On October 19, 2014, my life changed.
I was in acute renal failure and didn’t know it. If I had waited another week to see a doctor, I would have been dead.
During my ten-day hospital stay, I experienced the most horrible pain I had ever experienced. This was followed by six surgeries in two years, rendering me physically weaker than I had ever been in my life.
If my physical suffering wasn’t enough, I was equally as discouraged emotionally and spiritually. These two years of physical limitation coincided with the most ministry opportunity I had ever been given.
I kept asking the Lord, “Why would you give me a platform then leave me unable to use it?
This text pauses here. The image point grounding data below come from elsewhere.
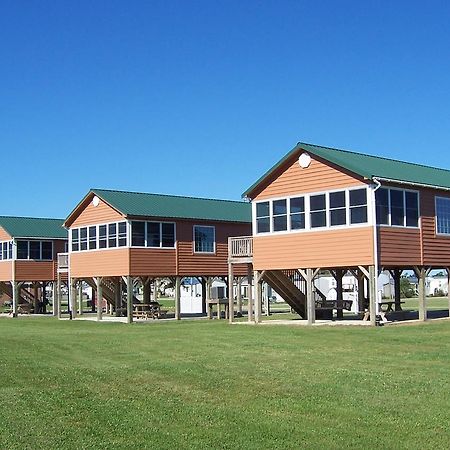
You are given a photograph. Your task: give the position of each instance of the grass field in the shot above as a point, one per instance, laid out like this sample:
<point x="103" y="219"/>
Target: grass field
<point x="210" y="385"/>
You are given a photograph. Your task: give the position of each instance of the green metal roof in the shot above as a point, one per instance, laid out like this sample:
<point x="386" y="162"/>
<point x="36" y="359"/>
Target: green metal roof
<point x="138" y="204"/>
<point x="369" y="167"/>
<point x="33" y="227"/>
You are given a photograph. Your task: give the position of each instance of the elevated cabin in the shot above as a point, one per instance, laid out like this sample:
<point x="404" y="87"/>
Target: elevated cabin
<point x="28" y="259"/>
<point x="321" y="208"/>
<point x="117" y="239"/>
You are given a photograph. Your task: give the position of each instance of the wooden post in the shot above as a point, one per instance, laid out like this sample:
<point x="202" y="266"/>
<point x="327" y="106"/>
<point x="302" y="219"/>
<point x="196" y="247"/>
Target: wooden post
<point x="239" y="296"/>
<point x="118" y="294"/>
<point x="36" y="305"/>
<point x="422" y="294"/>
<point x="98" y="282"/>
<point x="208" y="297"/>
<point x="55" y="294"/>
<point x="80" y="297"/>
<point x="250" y="293"/>
<point x="310" y="303"/>
<point x="73" y="298"/>
<point x="258" y="297"/>
<point x="230" y="293"/>
<point x="16" y="296"/>
<point x="155" y="290"/>
<point x="339" y="293"/>
<point x="372" y="295"/>
<point x="177" y="298"/>
<point x="129" y="299"/>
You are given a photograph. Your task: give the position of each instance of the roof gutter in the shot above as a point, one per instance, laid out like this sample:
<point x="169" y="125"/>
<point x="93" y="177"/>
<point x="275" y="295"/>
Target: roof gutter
<point x="409" y="183"/>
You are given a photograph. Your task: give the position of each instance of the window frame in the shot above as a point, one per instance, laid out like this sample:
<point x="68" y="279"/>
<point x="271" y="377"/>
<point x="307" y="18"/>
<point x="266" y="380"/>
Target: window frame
<point x="194" y="241"/>
<point x="307" y="211"/>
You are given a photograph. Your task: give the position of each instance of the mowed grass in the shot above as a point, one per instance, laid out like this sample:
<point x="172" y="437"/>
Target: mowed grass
<point x="210" y="385"/>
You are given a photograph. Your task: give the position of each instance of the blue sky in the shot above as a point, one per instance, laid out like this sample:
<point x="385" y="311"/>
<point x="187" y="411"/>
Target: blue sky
<point x="202" y="97"/>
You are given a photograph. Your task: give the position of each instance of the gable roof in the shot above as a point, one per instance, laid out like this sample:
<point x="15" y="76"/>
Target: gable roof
<point x="140" y="204"/>
<point x="33" y="227"/>
<point x="367" y="166"/>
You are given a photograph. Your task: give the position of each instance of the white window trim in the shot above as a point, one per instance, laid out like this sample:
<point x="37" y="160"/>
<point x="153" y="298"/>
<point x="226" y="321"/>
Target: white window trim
<point x="436" y="197"/>
<point x="160" y="235"/>
<point x="214" y="242"/>
<point x="404" y="209"/>
<point x="306" y="196"/>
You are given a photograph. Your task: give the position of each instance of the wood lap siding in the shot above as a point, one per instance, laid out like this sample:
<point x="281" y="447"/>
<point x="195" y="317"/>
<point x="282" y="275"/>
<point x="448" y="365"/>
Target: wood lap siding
<point x="34" y="270"/>
<point x="4" y="236"/>
<point x="5" y="270"/>
<point x="190" y="263"/>
<point x="98" y="263"/>
<point x="399" y="246"/>
<point x="152" y="261"/>
<point x="436" y="248"/>
<point x="315" y="178"/>
<point x="102" y="213"/>
<point x="331" y="248"/>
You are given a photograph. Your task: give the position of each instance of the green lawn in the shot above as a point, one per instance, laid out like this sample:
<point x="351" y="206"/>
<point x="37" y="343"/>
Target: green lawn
<point x="210" y="385"/>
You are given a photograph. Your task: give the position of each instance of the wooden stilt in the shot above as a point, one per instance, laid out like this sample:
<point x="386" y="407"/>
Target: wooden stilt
<point x="230" y="293"/>
<point x="250" y="293"/>
<point x="129" y="299"/>
<point x="372" y="295"/>
<point x="177" y="298"/>
<point x="239" y="296"/>
<point x="99" y="284"/>
<point x="310" y="304"/>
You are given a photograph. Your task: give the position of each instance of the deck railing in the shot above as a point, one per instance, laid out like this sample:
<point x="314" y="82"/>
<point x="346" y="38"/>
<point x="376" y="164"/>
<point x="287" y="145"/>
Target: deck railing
<point x="240" y="247"/>
<point x="63" y="261"/>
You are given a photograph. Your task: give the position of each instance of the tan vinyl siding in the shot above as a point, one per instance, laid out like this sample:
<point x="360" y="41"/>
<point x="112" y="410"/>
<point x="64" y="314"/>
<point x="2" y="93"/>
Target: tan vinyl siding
<point x="399" y="246"/>
<point x="5" y="270"/>
<point x="152" y="262"/>
<point x="331" y="248"/>
<point x="191" y="263"/>
<point x="34" y="270"/>
<point x="318" y="177"/>
<point x="102" y="213"/>
<point x="114" y="262"/>
<point x="436" y="248"/>
<point x="4" y="236"/>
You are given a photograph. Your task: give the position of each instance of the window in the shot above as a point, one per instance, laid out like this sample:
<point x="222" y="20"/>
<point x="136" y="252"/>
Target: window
<point x="75" y="240"/>
<point x="37" y="250"/>
<point x="92" y="238"/>
<point x="443" y="215"/>
<point x="122" y="236"/>
<point x="358" y="206"/>
<point x="412" y="209"/>
<point x="47" y="250"/>
<point x="138" y="234"/>
<point x="297" y="213"/>
<point x="279" y="215"/>
<point x="318" y="211"/>
<point x="102" y="241"/>
<point x="204" y="239"/>
<point x="338" y="210"/>
<point x="22" y="249"/>
<point x="397" y="207"/>
<point x="153" y="234"/>
<point x="168" y="235"/>
<point x="262" y="217"/>
<point x="112" y="235"/>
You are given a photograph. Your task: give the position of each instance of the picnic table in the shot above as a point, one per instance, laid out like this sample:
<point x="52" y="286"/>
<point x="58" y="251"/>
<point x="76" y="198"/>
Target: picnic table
<point x="150" y="310"/>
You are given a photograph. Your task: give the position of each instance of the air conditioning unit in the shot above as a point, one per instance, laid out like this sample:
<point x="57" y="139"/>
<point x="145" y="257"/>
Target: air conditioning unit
<point x="218" y="292"/>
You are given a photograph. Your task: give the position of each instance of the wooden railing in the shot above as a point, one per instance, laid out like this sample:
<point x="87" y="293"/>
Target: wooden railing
<point x="240" y="247"/>
<point x="63" y="262"/>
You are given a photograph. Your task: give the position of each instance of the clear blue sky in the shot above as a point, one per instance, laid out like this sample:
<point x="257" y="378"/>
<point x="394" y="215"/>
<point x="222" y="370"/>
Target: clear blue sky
<point x="201" y="97"/>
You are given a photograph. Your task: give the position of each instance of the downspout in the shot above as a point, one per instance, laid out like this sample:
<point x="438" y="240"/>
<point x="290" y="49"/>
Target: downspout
<point x="375" y="239"/>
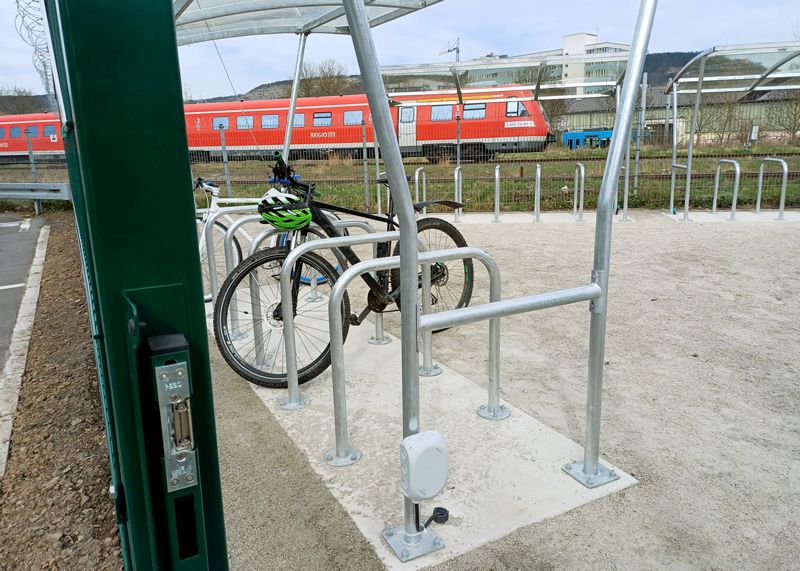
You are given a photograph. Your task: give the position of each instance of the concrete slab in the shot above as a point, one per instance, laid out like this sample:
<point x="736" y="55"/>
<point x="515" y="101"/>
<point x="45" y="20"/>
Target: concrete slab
<point x="561" y="217"/>
<point x="503" y="474"/>
<point x="741" y="216"/>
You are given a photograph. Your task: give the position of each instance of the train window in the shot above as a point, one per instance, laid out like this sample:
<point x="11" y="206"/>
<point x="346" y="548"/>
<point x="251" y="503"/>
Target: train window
<point x="441" y="112"/>
<point x="322" y="119"/>
<point x="269" y="121"/>
<point x="475" y="111"/>
<point x="353" y="117"/>
<point x="516" y="109"/>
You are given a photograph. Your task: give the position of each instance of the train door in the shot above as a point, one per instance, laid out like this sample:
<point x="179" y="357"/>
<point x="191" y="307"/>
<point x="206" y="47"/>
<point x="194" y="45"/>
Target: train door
<point x="407" y="127"/>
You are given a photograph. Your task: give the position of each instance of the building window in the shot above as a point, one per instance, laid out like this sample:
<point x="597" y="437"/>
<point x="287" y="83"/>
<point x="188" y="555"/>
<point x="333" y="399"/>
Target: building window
<point x="407" y="114"/>
<point x="269" y="121"/>
<point x="218" y="123"/>
<point x="353" y="117"/>
<point x="441" y="112"/>
<point x="516" y="109"/>
<point x="323" y="119"/>
<point x="475" y="111"/>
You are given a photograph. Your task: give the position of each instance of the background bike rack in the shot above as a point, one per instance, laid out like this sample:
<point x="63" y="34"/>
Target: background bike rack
<point x="537" y="195"/>
<point x="736" y="179"/>
<point x="343" y="453"/>
<point x="784" y="180"/>
<point x="421" y="170"/>
<point x="458" y="181"/>
<point x="580" y="183"/>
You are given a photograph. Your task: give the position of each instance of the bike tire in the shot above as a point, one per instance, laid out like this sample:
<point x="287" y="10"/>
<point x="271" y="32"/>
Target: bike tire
<point x="219" y="231"/>
<point x="237" y="343"/>
<point x="438" y="234"/>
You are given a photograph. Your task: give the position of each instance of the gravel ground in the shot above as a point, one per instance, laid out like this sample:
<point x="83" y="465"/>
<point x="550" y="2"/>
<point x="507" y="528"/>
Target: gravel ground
<point x="55" y="512"/>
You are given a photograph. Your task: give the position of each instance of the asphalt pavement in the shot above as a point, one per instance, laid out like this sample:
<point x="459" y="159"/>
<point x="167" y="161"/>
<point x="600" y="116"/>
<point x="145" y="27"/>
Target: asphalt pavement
<point x="18" y="236"/>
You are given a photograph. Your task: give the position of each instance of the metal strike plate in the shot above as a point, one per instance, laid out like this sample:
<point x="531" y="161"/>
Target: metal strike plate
<point x="174" y="400"/>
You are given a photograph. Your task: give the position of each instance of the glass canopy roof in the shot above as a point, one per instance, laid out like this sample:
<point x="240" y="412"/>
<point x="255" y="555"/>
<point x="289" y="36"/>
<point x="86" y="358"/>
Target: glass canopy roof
<point x="550" y="77"/>
<point x="204" y="20"/>
<point x="742" y="68"/>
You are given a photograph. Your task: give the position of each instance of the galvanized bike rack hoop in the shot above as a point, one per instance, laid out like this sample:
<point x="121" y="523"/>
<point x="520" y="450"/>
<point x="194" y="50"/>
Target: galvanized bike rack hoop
<point x="784" y="180"/>
<point x="736" y="179"/>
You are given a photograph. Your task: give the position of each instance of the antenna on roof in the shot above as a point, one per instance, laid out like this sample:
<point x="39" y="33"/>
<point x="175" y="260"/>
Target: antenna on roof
<point x="454" y="46"/>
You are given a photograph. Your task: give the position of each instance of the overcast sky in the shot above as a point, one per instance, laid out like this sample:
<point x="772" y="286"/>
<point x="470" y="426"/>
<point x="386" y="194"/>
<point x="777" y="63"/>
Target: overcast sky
<point x="501" y="26"/>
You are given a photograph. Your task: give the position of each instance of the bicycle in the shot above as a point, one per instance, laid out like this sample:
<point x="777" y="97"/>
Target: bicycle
<point x="248" y="316"/>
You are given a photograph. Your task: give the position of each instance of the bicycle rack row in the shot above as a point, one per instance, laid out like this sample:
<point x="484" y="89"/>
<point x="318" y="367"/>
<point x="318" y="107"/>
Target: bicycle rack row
<point x="736" y="181"/>
<point x="579" y="186"/>
<point x="295" y="399"/>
Why?”
Life made no sense at all. Have you ever been there?
Abraham has. He staked his entire existence on the promise that a son would come, but then in an unthinkable moment, God asked him to sacrifice Isaac.
What in the world was God doing? And how was Abraham able to respond in obedience?
There are three principles that guide us how to live by faith when life makes no sense at all.
1. We Are Being Strengthened
The author of Hebrews 11 says that Abraham was being tested, which is a word picture for metal being purified. God will send difficult, unexpected and unwanted trials into our lives to produce in us what could have never been produced otherwise. I refer to that as the theology of uncomfortable grace, and we need to preach it to ourselves and to others.